Hoy me pasó algo curioso, que al final del día me dijo que estaba por el buen camino. Desperté esperando el mail de alguien y me llegó el de alguien más que no esperaba. Una chica con la que solía salir, me dijo cierta clase de insultos por narrar ciertas cosas que se supone no debí haber narrado. Fui a su casa esperando aclarar el punto, pero no estaba. Después fui a ver a la única verdadera amiga que me queda, y que no es parte de la familia, y a platicarle de mis desventuras, la verdad es que fue irónico, la vida me ha dado muchas ironías últimamente. Después nos fuimos a comer, y seguí platicando de diferentes temas, como mi vida de escritor, el guión que recién le terminé, y algunos "rituales" que tienen ciertos escritores para escribir. Algún tiempo después de haberme despedido de ella, también me fui del lugar. Iba a una conferencia sobre creación y peligro (o algo así), con Xavier Velasco. La charla fue extremadamente amena, y me hizo caer en cuenta (de nuevo) de que se escribe sin pensar en lo que los demás pueden pensar de nosotros, que sean ellos los que se las arreglen con su pudor y sus objeciones. Entonces creo que voy por el buen camino, aunque eso me termine dejando cada vez más solo... ni modo así es esto, no?

jueves, 14 de febrero de 2013

sin título

Bien, no sé el tono de esta entrada ni la intención, estoy atorado con un guión, eso es lo único seguro que tengo, bueno, casi, también tengo seguro el cigarro que me estoy fumando y las tres cuartas partes de cajetilla que me quedan, de ahí en fuera no tengo nada más. Chale, otra vez mintiendo, tengo la certeza de extrañar a gente, esa cosa me tiene de repente absorto en estas seguridades tan certeras como el temblor en las manos que me da últimamente cuando fumo, quizá sean tantas desveladas. Mi tío me dice que si vivo de humo, me pongo a pensar, de qué otra cosa puedo vivir en estos momentos. Sí, ingiero alimentos, sí ingiero bebidas, sí, respiro, si a muchas cosas, sí, sencillamente sí. Sí te extraño, sí, me extraño, sí estoy yéndome entre el humo y sí, una vez más, me haces falta. Sí he sido lo mejor y lo peor que puedo ser como persona, porque sí, he sido auténtico. Y por último, sí, no ha sido suficiente, pero sí, me fumaré otro cigarro y sí seguiré pensando mientras sí, tengo atorado ese guión y esa ausencia.

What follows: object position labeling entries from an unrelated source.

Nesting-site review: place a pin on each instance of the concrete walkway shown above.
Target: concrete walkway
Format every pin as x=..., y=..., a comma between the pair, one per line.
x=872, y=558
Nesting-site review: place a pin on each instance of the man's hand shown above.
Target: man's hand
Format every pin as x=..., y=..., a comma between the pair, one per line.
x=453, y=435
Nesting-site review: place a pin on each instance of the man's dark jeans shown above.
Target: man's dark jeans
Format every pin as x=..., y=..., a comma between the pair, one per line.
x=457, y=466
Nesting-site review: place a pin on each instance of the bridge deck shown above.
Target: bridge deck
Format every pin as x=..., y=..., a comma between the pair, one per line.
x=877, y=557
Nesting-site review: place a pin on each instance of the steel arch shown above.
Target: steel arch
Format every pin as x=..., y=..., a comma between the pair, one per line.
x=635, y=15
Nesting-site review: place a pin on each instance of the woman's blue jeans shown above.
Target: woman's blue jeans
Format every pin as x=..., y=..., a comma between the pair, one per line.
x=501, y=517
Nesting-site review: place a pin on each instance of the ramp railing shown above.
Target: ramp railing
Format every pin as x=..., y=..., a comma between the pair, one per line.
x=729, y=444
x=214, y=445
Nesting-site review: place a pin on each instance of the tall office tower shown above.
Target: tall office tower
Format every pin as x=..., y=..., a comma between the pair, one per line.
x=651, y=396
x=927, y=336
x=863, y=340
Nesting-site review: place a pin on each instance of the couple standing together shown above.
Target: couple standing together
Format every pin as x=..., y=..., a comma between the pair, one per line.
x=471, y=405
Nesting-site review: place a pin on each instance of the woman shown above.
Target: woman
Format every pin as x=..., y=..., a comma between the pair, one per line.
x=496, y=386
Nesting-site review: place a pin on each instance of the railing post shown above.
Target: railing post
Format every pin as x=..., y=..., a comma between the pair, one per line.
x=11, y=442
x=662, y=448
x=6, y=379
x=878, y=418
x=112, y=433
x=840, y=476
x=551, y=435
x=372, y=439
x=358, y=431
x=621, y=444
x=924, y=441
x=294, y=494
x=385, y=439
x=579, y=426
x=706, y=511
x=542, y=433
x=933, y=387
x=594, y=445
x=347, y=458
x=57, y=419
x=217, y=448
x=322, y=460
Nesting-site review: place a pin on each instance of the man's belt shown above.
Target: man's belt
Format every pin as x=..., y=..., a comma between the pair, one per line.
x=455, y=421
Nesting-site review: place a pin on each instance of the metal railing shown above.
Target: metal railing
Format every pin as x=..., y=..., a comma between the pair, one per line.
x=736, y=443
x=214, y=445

sábado, 2 de febrero de 2013

A la caza del sincero

Juanito (Pachito, Manuel, Marco, o como quieran llamarlo) asumió su culpa a los 3 años al romper el vaso de leche. A los cinco años pasó mal el recado por teléfono y dijo: "dice mi mamá que no está".
   
     ¿A qué viene esta mala y breve historia? A la caza de brujas que me ha sucedido últimamente. Parece que mi mayor defecto es mi sinceridad. Al menos eso me ha pasado en mis dos últimas relaciones... a ver, a ver, empecemos de nuevo.

     El mundo apremia la sinceridad, la vanagloria como si fuera un valor que es necesario incentivar, pero socialmente es disfuncional. Las personas cazan a los sinceros los persiguen de tal manera que los más inteligentes tienen que aprender a mentir para poder estar en este mundo sin ser criticados y comidos por los demás. Los mentirosos son premiados en tanto no se descubran sus mentiras y lo sinceros que asumen su sinceridad de forma inmediata son vistos como cínicos.

     Ahora sí, y aterrizándolo en mi caso concreto, mis dos últimas relaciones valieron mierda porque he aceptado mi historial de negligentes experimentos de vida: fui infiel un par de veces, y acepté contar las cosas sin tapujo y sin miedo las cosas que había hecho, pues confío en la decisión de cada persona. Y así perdí la primera de estas relaciones de las que hablaba. La segunda por petición: terminé contando lo que había pasado en mi relación anterior y mis deseos sinceros de cambiar, pues habían terminado mis experimientos, que también había expresado en mi relación pasada. Pero la verdad es que la gente no cree, no confía y además castiga esa sinceridad...

      Sinceridad: solo los más correctos, los más valientes o, como en mi caso, los más pendejos.

viernes, 1 de febrero de 2013

Monotemático, vergüenza (o nuevo recuento de daños)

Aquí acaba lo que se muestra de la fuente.